1.4. Words of Caution

In theory, the underlying mechanisms of the Web make no difference between a browser getting data and displaying it to you, and your LWP-based program getting data and doing something else with it. However, in practice, almost all the data on the Web was put there with the assumption (sometimes implicit, sometimes explicit) that it would be looked at directly in a browser. When you write an LWP program that downloads that data, you are working against that assumption. The trick is to do this in as considerate a way as possible.

1.4.1. Network and Server Load

When you access a web server, you are using scarce resources. You are using your bandwidth and the web server's bandwidth. Moreover, processing your request places a load on the remote server, particularly if the page you're requesting has to be dynamically generated, and especially if that dynamic generation involves database access. If you're writing a program that requests several pages from a given server but you don't need the pages immediately, you should write delays into your program (such as sleep 60; to sleep for one minute), so that the load that you're placing on the network and on the web server is spread unobtrusively over a longer period of time.

If possible, you might even want to consider having your program run in the middle of the night (modulo the relevant time zones), when network usage is low and the web server is not likely to be busy handling a lot of requests. Do this only if you know there is no risk of your program behaving unpredictably. In Chapter 12, "Spiders", we discuss programs with definite risk of that happening; do not let such programs run unattended until you have added appropriate safeguards and carefully checked that they behave as you expect them to.

1.4.2. Copyright

While the complexities of national and international copyright law can't be covered in a page or two (or even a library or two), the short story is that just because you can get some data off the Web doesn't mean you can do whatever you want with it. The things you do with data on the Web form a continuum, as far as their relation to copyright law. At the one end is direct use, where you sit at your browser, downloading and reading pages as the site owners clearly intended. At the other end is illegal use, where you run a program that hammers a remote server as it copies and saves copyrighted data that was not meant for free public consumption, then saves it all to your public web server, which you then encourage people to visit so that you can make money off of the ad banners you've put there. Between these extremes, there are many gray areas involving considerations of "fair use," a tricky concept. The safest guide in trying to stay on the right side of copyright law is to ask, by using the data this way, could I possibly be depriving the original web site of some money that it would/could otherwise get?

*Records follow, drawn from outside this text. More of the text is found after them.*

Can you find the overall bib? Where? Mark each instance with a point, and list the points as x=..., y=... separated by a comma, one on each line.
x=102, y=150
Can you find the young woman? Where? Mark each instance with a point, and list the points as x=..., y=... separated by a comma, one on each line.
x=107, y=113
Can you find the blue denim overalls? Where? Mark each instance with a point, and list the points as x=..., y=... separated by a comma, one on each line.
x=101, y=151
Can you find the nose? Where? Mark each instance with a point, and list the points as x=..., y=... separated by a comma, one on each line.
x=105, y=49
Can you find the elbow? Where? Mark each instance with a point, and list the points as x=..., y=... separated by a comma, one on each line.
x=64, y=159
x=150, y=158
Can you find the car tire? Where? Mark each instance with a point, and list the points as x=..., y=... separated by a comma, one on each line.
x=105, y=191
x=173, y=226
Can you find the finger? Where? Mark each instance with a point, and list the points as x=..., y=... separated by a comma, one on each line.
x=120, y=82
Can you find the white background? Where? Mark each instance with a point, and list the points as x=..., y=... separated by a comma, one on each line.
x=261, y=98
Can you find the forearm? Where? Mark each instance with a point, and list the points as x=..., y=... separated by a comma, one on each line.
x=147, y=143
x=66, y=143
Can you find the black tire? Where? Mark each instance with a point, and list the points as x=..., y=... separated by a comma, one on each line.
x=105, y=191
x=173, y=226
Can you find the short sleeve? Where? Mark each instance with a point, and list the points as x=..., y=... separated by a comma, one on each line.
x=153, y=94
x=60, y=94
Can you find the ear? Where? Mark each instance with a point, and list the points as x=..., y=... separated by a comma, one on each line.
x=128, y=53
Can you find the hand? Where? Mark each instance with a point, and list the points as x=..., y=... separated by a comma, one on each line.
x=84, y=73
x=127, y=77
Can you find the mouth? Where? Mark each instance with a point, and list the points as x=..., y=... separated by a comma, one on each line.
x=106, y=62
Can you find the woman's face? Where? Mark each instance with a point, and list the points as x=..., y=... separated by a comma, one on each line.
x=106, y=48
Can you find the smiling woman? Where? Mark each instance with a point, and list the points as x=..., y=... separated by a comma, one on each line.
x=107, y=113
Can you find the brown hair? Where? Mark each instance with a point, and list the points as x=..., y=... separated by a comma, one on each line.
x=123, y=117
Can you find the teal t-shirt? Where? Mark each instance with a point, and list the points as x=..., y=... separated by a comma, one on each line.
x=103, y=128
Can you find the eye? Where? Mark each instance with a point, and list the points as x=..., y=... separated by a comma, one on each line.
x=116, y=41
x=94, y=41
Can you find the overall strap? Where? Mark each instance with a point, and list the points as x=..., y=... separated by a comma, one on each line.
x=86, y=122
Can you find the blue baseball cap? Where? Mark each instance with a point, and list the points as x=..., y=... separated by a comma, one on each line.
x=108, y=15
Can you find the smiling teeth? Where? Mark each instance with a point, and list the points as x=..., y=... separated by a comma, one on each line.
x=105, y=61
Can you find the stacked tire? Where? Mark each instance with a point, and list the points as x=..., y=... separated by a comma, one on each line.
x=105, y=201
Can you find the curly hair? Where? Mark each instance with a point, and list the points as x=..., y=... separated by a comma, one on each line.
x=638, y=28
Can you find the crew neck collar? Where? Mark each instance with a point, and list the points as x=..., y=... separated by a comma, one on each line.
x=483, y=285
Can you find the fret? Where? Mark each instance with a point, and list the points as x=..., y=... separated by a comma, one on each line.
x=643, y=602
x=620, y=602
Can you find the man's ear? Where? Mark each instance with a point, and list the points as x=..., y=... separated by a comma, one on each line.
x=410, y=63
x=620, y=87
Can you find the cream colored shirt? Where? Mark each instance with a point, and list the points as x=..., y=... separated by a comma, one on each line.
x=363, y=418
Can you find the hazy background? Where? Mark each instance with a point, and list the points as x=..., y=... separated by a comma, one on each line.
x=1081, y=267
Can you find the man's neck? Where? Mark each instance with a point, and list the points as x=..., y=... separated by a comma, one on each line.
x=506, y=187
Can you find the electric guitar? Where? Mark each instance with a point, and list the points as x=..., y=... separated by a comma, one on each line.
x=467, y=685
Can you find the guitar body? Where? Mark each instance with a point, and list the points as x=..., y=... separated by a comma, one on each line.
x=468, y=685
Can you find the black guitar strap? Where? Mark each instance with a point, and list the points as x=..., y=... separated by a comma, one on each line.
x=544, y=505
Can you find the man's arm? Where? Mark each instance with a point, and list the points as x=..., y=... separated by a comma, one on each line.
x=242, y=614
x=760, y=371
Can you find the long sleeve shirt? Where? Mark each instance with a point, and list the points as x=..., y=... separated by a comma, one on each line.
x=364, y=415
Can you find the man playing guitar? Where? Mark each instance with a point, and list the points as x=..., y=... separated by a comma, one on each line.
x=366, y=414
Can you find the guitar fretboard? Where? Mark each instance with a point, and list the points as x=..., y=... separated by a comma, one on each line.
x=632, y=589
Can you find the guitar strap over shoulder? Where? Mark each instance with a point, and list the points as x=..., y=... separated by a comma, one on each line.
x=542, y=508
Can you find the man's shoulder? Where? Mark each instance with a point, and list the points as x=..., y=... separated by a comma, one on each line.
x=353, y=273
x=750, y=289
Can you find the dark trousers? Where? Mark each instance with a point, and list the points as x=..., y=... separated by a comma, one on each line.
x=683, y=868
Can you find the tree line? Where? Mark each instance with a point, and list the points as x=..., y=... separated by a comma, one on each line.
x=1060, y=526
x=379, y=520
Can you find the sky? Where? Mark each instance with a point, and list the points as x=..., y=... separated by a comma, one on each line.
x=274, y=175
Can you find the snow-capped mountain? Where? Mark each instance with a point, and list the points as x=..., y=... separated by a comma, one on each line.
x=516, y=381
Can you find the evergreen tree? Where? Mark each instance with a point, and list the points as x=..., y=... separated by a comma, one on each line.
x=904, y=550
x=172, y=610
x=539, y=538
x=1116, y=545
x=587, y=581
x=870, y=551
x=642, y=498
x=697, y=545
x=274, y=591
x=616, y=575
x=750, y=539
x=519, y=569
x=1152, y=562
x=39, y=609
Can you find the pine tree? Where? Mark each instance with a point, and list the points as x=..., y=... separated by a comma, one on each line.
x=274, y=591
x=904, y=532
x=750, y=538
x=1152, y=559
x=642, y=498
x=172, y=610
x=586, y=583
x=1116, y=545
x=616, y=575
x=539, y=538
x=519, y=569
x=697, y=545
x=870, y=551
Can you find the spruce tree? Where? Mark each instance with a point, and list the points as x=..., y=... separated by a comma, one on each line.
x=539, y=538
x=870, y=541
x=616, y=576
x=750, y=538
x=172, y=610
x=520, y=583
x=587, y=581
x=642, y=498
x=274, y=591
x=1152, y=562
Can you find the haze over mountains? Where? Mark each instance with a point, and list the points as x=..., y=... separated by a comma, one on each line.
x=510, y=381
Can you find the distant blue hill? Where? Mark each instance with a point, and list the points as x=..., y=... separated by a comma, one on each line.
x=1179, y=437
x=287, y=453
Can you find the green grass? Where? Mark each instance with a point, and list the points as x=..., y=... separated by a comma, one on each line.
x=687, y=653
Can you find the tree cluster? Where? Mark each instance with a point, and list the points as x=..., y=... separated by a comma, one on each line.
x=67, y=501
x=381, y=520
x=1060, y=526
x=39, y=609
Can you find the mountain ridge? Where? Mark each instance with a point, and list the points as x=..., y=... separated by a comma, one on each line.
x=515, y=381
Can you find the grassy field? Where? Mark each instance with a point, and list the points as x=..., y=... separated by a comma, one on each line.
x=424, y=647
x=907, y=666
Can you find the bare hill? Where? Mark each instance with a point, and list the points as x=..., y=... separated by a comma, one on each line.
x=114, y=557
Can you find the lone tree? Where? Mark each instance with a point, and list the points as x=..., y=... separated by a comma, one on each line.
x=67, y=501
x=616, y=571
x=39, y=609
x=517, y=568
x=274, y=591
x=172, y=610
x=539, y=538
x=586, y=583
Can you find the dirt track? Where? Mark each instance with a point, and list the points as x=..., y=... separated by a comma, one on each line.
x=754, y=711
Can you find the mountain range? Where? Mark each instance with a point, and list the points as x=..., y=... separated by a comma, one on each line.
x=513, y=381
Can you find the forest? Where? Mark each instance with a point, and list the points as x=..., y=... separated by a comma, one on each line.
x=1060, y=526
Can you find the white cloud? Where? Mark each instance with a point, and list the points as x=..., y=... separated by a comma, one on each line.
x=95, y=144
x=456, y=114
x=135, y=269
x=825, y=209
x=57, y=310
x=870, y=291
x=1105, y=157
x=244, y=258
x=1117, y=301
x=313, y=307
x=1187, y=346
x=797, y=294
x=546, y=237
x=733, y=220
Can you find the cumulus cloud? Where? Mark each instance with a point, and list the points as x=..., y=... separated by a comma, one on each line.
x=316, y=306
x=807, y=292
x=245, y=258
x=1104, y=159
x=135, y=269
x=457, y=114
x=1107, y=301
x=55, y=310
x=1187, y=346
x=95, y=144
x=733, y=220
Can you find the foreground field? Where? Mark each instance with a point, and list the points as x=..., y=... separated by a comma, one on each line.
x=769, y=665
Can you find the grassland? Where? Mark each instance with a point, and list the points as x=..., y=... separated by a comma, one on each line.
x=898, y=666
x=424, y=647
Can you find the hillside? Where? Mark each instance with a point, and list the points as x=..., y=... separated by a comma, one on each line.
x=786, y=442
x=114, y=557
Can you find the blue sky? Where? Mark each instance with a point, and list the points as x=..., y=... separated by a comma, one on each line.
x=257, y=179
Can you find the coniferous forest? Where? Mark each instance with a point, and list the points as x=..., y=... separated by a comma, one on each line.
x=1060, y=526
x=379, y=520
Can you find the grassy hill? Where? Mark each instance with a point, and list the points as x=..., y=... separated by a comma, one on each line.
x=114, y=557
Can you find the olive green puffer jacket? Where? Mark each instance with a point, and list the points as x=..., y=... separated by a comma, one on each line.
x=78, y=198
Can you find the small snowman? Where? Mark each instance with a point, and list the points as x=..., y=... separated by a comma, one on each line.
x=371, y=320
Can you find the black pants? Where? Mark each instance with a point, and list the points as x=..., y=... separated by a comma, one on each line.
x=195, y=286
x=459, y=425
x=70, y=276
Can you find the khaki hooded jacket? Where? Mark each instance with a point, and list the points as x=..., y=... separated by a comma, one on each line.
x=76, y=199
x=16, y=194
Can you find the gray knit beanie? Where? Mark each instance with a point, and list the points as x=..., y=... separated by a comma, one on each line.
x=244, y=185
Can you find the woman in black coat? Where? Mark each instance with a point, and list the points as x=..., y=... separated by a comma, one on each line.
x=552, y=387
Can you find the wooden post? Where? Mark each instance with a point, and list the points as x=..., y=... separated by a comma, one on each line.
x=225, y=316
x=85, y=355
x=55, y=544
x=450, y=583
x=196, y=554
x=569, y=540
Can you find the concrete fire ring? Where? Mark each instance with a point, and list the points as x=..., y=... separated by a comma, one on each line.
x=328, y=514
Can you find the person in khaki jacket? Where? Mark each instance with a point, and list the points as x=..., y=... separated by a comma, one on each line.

For example, suppose that you set up a program that copies data every hour from the Yahoo! Weather site, for the 50 most populous towns in your state. You then copy the data directly to your public web site and encourage everyone to visit it. Even though "no one owns the weather," even if any particular bit of weather data is in the public domain (which it may be, depending on its source), Yahoo! Weather put time and effort into making a collection of that data, presented in a certain way. And as such, the collection of data is copyrighted.

Moreover, by posting the data publicly, you are almost definitely taking viewers away from Yahoo! Weather, which means less ad revenue for them. Even if Yahoo! Weather didn't have any ads and so wasn't obviously making any money off of viewers, your having the data online elsewhere means that if Yahoo! Weather wanted to start having ads tomorrow, they'd be unable to make as much money at it, because there would be people in the habit of looking at your web site's weather data instead of at theirs.

1.4.3. Acceptable Use

Besides the protection provided by copyright law, many web sites have "terms of use" or "acceptable use" policies, where the web site owners basically say "as a user, you may do this and this, but not that or that, and if you don't abide by these terms, then we don't want you using this web site." For example, a search engine's terms of use might stipulate that you should not make "automated queries" to their system, nor should you show the search data on another site.

Before you start pulling data off of a web site, you should put good effort into looking around for its terms of service document, and take the time to read it and reasonably interpret what it says. When in doubt, ask the web site's administrators whether what you have in mind would bother them.